A Casa Carandaí, localizada a poucos metros do restaurante, foi uma expansão natural do bistrô. “Já vendíamos vinhos para clientes do Lorenzo e o mercado queria comprar nossas massas frescas que produzíamos até então apenas para consumo no restaurante. Foi um caminho natural”, aponta Janjão, que inaugurou a delicatessen em 2012, em um belo casarão tombado. Ali, estão disponíveis iguarias de cinco países europeus e de quatro estados brasileiros. A lista inclui mais de dois mil itens, que vão de biscoitos, compotas, embutidos, carnes, azeites e vinhos exclusivos. Do Rio Grande do Sul, vêm as compotas e geleias, pães orgânicos, cortes nobres bovinos e de cordeiro. De São Paulo, vem a bananada. Já o queijo serra da canastra é mineiro. Entre os produtos importados, destaque para os queijos holandeses, as massas e a linha completa de embutidos vindos direto da Itália e os vinhos franceses. O espaço abrange ainda rotisseria e padaria, de onde seus cinco fornos produzem ciabattas, focaccias e baguetes, entre outros.

Há um ano, Janjão lançou a marca própria de produtos da Casa Carandaí, com foco no que produz de melhor – os pães. Além dos produtos feitos na casa, a grife inclui também insumos selecionados que passaram pelo crivo e intervenções do restaurateur. A marca já passa de 25 itens, de goiabada cascão cremosa, um dos hits de venda, aos grissinis de alecrim com parmesão, que fazem sucesso no couvert do bistrô. Janjão viajou por diversas partes do Brasil para selecionar criteriosamente os itens do empório entre a produção local. Como a casa tem uma ligação muito forte com queijos, há um produto que ele ainda deseja ter em sua seleção. “Conheci alguns queijos da ilha do Marajó, no Pará, e tenho muito interesse em trazer para o Rio”, pontua ele, que já esteve diversas vezes no estado e guarda entre as lembranças da infância a chuva da tarde e a ardência do jambu, da época em que sua família ficava hospedada no Hotel Grão Pará.

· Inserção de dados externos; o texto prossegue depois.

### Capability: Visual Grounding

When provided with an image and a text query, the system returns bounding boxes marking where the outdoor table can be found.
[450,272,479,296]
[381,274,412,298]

A pedido da Revista Leal Moreira, o restaurater separou algumas receitas que fazem sucesso em suas casas. “A polenta é um clássico, fazia parte do cardápio do Lulu (antes de ser tornar Lorenzo Bistrô) e sofreu pequenas modificações. A Mud Cake é um dos grandes hits da Casa Carandaí. Deliciosa, não pode faltar e é uma das mais vendidas”, destaca. Já a receita do penne, de sua autoria, é uma daquelas que surgem ao acaso. Num belo dia, ele quis fazer um arroz de pato, com sobras de um pato assado. Mas sendo este dia um domingo, todos os estabelecimentos estavam fechados. “Já tinha o arroz, o pato desfiado e o caldo, mas faltava o salame, o choriço... Por sorte tinha em casa um salame do Cinque, trazido por um velho amigo italiano que prepara nos arredores de São Paulo os melhores salames curados do Brasil. Imaginei o gosto intenso deste salame contrapondo-se ao molho de tomate, mais adocicado... E foi desta experiência doméstica que surgiu a receita”, descreve.